Overall, PaliGemma’s flexibility makes it a powerful tool for any task requiring a deep understanding of images and text.


Inference with PaliGemma

Enough talk. Let us look at how we can use Hugging Face Transformers, to do inference with the model.


Setup and Imports

!pip install -q -U transformers

First, we install the transformers library from Hugging Face, which allows us to use pre-trained models for inference easily.

import torch
import requests
from PIL import Image
from transformers import AutoProcessor, PaliGemmaForConditionalGeneration

We import the necessary libraries.

  • We import torch to provide support for tensor computation.
  • We import requests to send HTTP requests for downloading images from the internet.
  • We import Image from PIL to open, manipulate, and process images.
  • From the transformers library, we import AutoProcessor and PaliGemmaForConditionalGeneration to work with the PaliGemma model.
pretrained_model_id = "google/paligemma-3b-pt-224"
processor = AutoProcessor.from_pretrained(pretrained_model_id)
pretrained_model = PaliGemmaForConditionalGeneration.from_pretrained(pretrained_model_id)
  • We define a string variable pretrained_model_id with the identifier for the specific PaliGemma pre-trained model (3B parameters, 224px resolution) from the Hugging Face Model Hub.
  • We load the pre-trained processor associated with the specified pretrained_model_id. It is responsible for pre-processing input data (e.g., tokenizing text or resizing images) and post-processing the model’s outputs (e.g., decoding).
  • We load the pre-trained PaliGemma model associated with the specified pretrained_model_id. It is responsible for generating text outputs based on the inputs (image + text) provided.

Run Inference

prompt = "What is behind the cat?"
image_file = "https://huggingface.co/datasets/huggingface/documentation-images/resolve/main/cat.png?download=true"
raw_image = Image.open(requests.get(image_file, stream=True).raw)
inputs = processor(raw_image.convert("RGB"), prompt, return_tensors="pt")
output = pretrained_model.generate(**inputs, max_new_tokens=20)
print(processor.decode(output[0], skip_special_tokens=True)[len(prompt):])
  • We define the prompt as a text input.
  • We assign the URL of an image to the variable image_file. The image is hosted on the Hugging Face dataset repository.
  • We download the image from the URL using the request library and open it using the PIL library (Image.open()). stream=True ensures that the file is streamed in memory rather than downloaded fully before opening.
  • We process the image (raw_image) and the text prompt (prompt) using the AutoProcessor. We convert the image to RGB format and prepare the inputs for the model. return_tensors="pt" returns the processed data as PyTorch tensors to be compatible with the pre-trained model.
  • We generate the model’s output based on the processed inputs, with a maximum of 20 new tokens in the response.
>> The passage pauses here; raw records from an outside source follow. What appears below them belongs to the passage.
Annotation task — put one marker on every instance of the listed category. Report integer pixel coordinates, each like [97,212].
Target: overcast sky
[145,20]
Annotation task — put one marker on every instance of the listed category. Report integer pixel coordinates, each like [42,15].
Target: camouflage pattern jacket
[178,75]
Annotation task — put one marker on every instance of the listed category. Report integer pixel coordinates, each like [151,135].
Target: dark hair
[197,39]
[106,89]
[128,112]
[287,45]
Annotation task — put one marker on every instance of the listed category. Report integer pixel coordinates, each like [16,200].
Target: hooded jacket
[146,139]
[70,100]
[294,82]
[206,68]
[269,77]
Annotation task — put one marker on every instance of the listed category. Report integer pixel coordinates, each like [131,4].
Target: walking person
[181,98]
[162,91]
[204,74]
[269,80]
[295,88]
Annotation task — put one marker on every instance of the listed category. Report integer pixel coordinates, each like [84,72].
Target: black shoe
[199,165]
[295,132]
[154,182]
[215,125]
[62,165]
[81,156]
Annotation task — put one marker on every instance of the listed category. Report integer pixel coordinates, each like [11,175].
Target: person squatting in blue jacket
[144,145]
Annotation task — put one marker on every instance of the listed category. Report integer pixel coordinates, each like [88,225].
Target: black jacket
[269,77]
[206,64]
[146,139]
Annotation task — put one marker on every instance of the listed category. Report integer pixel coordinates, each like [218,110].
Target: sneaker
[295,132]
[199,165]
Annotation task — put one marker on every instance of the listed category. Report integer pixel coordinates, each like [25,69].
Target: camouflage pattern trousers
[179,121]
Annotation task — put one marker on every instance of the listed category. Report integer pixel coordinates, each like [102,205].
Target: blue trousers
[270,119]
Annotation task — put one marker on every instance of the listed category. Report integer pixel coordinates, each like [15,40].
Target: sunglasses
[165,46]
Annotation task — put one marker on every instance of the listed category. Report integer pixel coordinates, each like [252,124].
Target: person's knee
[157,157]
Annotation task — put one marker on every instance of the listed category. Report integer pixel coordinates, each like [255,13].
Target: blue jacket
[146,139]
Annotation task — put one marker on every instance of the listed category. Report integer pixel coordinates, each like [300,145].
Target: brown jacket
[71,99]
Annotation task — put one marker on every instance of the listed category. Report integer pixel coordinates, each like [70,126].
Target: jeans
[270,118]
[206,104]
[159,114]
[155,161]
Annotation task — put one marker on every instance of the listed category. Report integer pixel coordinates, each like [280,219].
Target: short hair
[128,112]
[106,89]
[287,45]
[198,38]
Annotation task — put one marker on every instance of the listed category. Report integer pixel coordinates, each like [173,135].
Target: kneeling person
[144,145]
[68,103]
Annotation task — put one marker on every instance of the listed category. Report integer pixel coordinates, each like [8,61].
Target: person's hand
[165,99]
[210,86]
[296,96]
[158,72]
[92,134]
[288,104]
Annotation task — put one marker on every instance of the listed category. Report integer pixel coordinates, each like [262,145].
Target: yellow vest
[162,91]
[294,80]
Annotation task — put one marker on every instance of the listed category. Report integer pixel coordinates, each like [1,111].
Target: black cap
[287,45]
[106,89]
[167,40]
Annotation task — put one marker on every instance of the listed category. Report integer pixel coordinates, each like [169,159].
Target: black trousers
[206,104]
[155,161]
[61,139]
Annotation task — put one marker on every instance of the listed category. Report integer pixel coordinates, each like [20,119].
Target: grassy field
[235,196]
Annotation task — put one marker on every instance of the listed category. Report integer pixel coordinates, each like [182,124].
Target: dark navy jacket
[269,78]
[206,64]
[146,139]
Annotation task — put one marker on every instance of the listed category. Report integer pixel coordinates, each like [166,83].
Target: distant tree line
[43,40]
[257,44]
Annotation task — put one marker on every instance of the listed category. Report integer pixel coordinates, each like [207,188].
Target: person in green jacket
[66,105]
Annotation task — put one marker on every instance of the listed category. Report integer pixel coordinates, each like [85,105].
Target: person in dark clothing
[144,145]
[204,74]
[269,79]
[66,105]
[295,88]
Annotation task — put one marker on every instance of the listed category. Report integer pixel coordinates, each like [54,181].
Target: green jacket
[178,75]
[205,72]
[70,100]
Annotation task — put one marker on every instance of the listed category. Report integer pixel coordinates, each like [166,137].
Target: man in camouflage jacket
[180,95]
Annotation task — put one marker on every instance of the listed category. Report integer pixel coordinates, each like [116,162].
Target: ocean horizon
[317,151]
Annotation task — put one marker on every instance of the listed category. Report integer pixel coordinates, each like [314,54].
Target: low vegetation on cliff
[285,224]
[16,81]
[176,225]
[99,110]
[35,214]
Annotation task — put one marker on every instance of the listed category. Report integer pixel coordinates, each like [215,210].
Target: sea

It tries to answer the prompt using the image and text as inputs.
  • We decode the generated output from the model using processor.decode, converting the tokenized output back into human-readable text. skip_special_tokens=True removes any special tokens that the model might have generated (e.g., start/end tokens). [len(prompt):] slices the response to exclude the prompt itself, printing only the generated answer.

In Figure 3, you can see the image and the generated output.

Figure 3: Inference result using pre-trained model (source: image by the author).

The generated answer is not accurate. Now, we will show the steps to fine-tune the model for improved results.


Fine-Tuning PaliGemma on a Custom Dataset

Fine-tuning involves adapting a pre-trained model to a specific task or dataset by training it further on new data. This allows the model to specialize and improve performance on domain-specific tasks.

In our case, we fine-tune the PaliGemma model on a custom visual question answering dataset, vqav2-small, a small subset of the VQA v2.0 dataset hosted by Merve on Hugging Face.

The vqav2_small dataset (shown in Figure 4) consists of 21.4k examples with three features: image, question, and multiple_choice_answer. The model is trained using a combination of the image and question as input, while the multiple_choice_answer serves as the label for fine-tuning.

Figure 4: Dataset Viewer (source: image from the Hugging Face dataset card).

Setup and Imports

!pip install -q -U transformers datasets peft bitsandbytes

We install the following libraries:

  • transformers: for using pre-trained models.
  • datasets: to load and process datasets.
  • peft: to fine-tune large models with fewer parameters efficiently.
  • bitsandbytes: to optimize the training of large models through quantization.
from huggingface_hub import notebook_login
notebook_login()

This allows us to log in to our Hugging Face account.

  • We import the notebook_login function from the huggingface_hub library, which authenticates our Hugging Face account in a notebook environment.
  • We run notebook_login, which prompts us to enter a Hugging Face API token to log in to access Hugging Face models and datasets.
import torch
import requests
from PIL import Image
from datasets import load_dataset
from peft import get_peft_model, LoraConfig
from transformers import Trainer
from transformers import TrainingArguments
from transformers import PaliGemmaProcessor
from transformers import BitsAndBytesConfig
from transformers import AutoProcessor, PaliGemmaForConditionalGeneration

We import several essential libraries to facilitate our tasks.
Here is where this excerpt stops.